HERE ARE SOME PICS FROM THE SKIDKINGS ...VINTAGE BICYCLE CLUB RIDE ON SATURDAY MAD MARCH 24TH.SUNNY DAY ..YES SUNNY IN THE NORTHWEST.24 RIDERS ,LOTS OF COOLNESS ...VINTAGE TAVS ...HOT RODS ..HOTTIES AND JUST PLAIN FUN....THE OTHER IS SUNDAYS SEATTLE OLD BIKE SWAP MEET ...GREAT TIME WITH LOTS OF COOL STUFF FOR SALE .HI WHEELERS ...RUST ...LIGHT WEIGHTS ...MIDDLEWEIGHTS ...HEAVEYWEIGHTS ...RARE AND THE UNUSUAL....THANKS PHILL,LORI AND THE REST FOR THE GREAT TIME ....

                                               GARY J AND THE SKIDKINGS VBC


----------



## robertc (Mar 27, 2012)

Enjoyed the photos


----------



## Dave K (Mar 27, 2012)

Looks like a great day.  Thanks for posting the pictures


----------



## scrubbinrims (Mar 27, 2012)

For whatever reason, when I look at pics from swapmeets/rides I end up looking at the people as much as the parts, predicting what CABE folk are in view.
However, when actually at a swap, I am so in the zone, I don't notice much of anything but bicycles.
Chris


----------



## fatbike (Mar 27, 2012)

Thanks for sharing Skidkings. I was sorry too miss the ride but being part of the swap as a vender was extremely fun. Physically and mentally exhausting the I got home, still recovering, to much information and chasing parts that were flying around. i'm glad you got some shots of Ron Summer's booth, Colson, great stuff!


----------



## slick (Mar 27, 2012)

Thanks for the pictures. Who was the gentleman with the Colson snap tanks in the display case? He has some parts I need. Also what's the story on the Aerocycle i spied in the background of the overview shot? Was it for sale? How much? Thanks!!

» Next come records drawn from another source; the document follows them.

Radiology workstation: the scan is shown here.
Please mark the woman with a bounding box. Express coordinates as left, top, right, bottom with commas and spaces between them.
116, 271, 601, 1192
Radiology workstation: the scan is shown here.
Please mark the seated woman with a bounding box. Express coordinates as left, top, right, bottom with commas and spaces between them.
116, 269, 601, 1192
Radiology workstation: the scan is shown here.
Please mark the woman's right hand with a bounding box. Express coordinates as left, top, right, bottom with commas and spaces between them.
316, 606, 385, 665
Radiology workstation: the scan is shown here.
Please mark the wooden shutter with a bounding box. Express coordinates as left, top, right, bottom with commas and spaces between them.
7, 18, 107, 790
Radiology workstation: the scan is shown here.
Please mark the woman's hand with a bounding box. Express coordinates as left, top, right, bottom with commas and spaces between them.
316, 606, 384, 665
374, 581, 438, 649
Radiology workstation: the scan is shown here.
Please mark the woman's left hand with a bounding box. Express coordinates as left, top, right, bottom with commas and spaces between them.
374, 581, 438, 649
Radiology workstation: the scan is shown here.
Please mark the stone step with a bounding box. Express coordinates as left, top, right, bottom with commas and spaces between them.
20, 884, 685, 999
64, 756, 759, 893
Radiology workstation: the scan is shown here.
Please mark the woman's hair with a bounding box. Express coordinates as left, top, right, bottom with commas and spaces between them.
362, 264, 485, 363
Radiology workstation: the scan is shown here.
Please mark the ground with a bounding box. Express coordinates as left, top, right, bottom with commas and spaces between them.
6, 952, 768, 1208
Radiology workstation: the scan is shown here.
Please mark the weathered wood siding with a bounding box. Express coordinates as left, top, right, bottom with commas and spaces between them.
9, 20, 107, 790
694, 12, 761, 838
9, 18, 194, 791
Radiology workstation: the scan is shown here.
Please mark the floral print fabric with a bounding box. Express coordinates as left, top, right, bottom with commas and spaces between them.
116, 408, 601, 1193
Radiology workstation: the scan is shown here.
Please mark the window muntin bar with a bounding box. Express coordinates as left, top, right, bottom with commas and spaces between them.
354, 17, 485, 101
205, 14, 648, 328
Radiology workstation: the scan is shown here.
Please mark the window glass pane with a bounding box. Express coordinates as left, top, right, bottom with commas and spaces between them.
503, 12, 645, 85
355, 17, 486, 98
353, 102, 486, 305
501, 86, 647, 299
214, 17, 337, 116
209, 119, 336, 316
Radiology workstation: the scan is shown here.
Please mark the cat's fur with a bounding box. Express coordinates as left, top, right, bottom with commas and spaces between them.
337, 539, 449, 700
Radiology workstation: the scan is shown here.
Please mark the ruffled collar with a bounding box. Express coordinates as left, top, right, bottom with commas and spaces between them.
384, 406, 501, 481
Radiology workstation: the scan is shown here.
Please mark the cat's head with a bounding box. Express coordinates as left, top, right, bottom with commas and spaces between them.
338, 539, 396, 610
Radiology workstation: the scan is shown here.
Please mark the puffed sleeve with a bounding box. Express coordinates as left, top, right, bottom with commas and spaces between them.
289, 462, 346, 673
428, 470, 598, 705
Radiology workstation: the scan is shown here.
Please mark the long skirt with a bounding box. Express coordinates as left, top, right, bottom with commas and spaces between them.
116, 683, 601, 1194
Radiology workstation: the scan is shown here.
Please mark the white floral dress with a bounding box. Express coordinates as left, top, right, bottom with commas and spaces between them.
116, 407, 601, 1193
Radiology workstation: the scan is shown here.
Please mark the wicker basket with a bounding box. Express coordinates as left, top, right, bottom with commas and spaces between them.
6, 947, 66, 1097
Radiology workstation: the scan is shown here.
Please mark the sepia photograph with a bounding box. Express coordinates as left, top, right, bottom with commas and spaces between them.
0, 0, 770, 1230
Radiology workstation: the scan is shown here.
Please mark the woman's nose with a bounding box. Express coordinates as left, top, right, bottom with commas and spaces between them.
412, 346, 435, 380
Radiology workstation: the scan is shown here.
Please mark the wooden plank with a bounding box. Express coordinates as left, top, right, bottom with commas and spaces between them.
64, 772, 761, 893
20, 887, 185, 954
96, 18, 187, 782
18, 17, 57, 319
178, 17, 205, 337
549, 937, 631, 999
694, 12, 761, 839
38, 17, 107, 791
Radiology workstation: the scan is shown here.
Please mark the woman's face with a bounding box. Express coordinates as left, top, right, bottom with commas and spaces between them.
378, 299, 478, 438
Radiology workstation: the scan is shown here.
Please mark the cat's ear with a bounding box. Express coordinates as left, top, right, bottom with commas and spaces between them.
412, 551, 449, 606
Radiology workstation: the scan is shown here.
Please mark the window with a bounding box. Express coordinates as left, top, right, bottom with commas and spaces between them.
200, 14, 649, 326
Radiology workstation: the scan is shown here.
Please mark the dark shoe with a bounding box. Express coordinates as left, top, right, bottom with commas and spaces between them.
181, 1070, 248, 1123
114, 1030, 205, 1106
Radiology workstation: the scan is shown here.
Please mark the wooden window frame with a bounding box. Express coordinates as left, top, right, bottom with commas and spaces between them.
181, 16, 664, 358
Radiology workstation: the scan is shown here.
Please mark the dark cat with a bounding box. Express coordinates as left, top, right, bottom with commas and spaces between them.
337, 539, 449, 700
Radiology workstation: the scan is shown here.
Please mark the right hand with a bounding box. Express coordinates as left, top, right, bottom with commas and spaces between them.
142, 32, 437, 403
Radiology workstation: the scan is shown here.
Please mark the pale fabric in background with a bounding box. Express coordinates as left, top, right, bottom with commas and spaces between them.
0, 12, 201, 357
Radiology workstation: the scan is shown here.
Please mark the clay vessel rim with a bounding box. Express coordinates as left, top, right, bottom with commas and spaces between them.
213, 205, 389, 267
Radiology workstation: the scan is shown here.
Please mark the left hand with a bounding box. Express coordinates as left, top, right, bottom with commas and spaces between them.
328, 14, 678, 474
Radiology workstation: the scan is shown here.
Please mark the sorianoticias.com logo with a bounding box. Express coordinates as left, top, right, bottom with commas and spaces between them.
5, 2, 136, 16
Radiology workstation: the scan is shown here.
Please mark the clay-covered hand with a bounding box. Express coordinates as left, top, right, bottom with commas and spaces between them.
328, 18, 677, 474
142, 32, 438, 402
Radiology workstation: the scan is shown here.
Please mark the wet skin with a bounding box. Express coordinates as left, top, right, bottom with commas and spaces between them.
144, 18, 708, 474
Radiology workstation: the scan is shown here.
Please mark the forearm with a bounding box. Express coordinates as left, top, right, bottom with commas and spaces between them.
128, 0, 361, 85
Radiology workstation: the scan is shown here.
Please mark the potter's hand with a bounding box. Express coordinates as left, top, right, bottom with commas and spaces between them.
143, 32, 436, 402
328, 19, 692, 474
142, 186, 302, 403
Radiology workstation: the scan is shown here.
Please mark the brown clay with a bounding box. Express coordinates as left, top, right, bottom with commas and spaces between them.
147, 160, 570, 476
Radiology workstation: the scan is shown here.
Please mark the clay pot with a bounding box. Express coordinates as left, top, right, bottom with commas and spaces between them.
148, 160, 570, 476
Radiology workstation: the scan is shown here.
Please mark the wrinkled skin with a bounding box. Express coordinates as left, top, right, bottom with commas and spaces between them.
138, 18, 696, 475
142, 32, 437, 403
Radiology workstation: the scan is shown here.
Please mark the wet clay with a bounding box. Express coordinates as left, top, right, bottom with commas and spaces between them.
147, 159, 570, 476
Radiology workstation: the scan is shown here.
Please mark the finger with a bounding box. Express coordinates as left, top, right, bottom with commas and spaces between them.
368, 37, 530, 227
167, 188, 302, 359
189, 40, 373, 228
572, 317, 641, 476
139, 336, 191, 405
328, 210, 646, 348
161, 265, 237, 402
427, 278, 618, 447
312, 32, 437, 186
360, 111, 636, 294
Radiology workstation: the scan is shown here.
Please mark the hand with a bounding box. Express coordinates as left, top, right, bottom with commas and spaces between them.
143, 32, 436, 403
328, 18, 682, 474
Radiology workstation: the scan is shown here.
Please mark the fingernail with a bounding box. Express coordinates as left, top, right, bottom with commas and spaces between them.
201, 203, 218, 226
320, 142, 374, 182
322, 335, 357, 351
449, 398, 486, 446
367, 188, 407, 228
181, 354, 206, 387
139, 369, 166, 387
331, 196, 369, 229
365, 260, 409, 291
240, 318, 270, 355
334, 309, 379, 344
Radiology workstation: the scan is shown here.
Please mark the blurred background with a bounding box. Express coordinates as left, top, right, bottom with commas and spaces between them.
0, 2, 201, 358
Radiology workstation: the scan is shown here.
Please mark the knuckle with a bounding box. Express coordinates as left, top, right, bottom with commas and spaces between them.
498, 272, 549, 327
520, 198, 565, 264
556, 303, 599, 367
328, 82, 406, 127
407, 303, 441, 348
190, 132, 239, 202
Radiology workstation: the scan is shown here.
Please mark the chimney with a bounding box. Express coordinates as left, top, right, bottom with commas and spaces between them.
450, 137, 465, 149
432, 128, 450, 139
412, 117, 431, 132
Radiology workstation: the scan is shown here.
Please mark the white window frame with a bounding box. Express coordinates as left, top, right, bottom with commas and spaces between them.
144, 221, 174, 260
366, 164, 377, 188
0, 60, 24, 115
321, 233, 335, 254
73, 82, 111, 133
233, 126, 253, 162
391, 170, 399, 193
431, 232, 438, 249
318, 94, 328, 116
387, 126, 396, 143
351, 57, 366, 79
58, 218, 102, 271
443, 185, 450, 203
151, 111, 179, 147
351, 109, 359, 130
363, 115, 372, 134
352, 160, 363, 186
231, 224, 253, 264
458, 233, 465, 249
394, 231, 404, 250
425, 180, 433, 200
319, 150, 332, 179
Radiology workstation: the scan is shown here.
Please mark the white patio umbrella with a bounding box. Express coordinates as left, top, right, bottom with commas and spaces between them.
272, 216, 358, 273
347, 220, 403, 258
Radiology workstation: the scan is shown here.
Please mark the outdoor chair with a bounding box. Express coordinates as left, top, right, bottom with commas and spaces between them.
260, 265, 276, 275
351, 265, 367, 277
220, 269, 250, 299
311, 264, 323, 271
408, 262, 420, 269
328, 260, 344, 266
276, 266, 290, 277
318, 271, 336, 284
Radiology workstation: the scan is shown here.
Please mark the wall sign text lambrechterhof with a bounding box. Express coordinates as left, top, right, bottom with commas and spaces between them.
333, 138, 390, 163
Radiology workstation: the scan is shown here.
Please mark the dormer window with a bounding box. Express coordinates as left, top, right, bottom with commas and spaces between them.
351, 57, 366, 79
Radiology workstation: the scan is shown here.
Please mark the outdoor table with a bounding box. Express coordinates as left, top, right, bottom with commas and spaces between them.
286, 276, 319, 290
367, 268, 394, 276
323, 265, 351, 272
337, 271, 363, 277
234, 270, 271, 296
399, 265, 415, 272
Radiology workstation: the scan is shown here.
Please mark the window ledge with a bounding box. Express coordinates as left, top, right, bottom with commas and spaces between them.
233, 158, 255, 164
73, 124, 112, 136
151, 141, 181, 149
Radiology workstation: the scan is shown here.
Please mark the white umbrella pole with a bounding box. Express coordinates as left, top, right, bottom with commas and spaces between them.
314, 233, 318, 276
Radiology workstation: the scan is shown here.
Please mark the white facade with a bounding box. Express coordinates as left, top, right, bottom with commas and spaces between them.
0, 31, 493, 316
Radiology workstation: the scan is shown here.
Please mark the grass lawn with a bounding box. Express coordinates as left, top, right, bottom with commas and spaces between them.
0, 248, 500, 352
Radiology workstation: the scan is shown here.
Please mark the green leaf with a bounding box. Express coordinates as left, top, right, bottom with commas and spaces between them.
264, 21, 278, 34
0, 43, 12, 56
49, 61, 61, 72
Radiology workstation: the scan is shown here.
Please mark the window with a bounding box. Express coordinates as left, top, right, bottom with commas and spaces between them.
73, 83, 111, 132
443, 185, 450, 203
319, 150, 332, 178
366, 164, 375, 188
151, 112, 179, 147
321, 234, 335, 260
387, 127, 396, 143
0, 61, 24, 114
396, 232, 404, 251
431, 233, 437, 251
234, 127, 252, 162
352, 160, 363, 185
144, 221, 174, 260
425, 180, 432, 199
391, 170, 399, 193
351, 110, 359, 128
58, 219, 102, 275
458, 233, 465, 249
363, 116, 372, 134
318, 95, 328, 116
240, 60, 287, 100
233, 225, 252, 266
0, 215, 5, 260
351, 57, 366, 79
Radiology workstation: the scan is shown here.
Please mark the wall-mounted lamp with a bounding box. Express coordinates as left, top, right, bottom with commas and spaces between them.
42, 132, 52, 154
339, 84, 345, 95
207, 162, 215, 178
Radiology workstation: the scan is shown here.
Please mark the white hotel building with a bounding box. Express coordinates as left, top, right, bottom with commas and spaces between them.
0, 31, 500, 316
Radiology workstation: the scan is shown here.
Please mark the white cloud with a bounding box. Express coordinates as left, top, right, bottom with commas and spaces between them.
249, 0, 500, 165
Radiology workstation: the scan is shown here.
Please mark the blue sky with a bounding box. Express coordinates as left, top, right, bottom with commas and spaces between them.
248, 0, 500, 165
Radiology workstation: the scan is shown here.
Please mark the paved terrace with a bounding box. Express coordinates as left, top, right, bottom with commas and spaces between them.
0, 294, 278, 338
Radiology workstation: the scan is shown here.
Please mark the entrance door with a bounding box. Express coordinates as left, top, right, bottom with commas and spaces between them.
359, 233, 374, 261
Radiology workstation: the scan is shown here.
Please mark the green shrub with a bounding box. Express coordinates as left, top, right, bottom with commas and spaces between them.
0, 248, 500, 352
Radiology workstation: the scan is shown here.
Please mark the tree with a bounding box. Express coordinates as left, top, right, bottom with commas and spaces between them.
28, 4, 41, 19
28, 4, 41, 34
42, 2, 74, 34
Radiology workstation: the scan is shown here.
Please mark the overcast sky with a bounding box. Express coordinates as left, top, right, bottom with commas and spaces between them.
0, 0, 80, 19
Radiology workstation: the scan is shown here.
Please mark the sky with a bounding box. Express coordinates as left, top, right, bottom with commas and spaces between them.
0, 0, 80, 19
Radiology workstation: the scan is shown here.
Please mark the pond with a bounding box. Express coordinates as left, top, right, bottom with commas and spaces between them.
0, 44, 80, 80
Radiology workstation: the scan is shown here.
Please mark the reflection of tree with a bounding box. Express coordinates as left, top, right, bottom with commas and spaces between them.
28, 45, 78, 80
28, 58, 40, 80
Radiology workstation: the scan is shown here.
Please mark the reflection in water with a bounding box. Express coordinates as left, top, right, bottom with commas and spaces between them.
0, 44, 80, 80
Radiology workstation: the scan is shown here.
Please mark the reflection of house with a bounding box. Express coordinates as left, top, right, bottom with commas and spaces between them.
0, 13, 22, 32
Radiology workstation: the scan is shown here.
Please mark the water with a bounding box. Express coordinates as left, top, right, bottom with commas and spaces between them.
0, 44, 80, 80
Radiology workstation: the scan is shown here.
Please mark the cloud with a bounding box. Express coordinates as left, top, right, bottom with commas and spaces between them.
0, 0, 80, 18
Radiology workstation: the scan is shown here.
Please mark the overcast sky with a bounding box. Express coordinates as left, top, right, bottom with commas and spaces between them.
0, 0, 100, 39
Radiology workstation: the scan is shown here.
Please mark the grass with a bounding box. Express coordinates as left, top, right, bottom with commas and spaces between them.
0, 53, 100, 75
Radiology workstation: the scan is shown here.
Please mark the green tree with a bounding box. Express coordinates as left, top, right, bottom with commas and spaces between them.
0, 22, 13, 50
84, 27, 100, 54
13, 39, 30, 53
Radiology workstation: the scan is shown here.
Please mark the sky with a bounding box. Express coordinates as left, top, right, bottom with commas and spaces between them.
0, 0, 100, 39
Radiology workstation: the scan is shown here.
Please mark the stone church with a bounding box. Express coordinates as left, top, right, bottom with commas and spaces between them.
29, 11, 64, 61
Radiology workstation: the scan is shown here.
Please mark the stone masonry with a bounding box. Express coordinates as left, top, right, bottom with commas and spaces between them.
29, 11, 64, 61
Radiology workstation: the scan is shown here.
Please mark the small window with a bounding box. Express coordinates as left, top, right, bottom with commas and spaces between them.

And your ride looked like a blast!! How often do you guys ride? If i'm ever up that way i'd love to ride with you guys. Absolutely loved the maroon and cream Roadmaster with og paint. Very nice bike!!!!!


----------



## brownster69 (Mar 28, 2012)

*Skidkings ride/swap meet*

To answer your questions the aerocycle was in the show not for sale
the roadmaster belongs to our president gary j. Skidkings vbc
we ride every month rain or shine and you are always welcome to join a ride we always have loaner bikes if needed
the colson parts are ron summers you can contact phil marshall here on the cabe about all of rons parts
hope that helped.

Shaun b  skidkings vbc member


----------



## slick (Mar 28, 2012)

Thank you so much for the help! Glad the Aerocycle wasn't for sale. And you prez has an awesome bike! Kool color combo too.


----------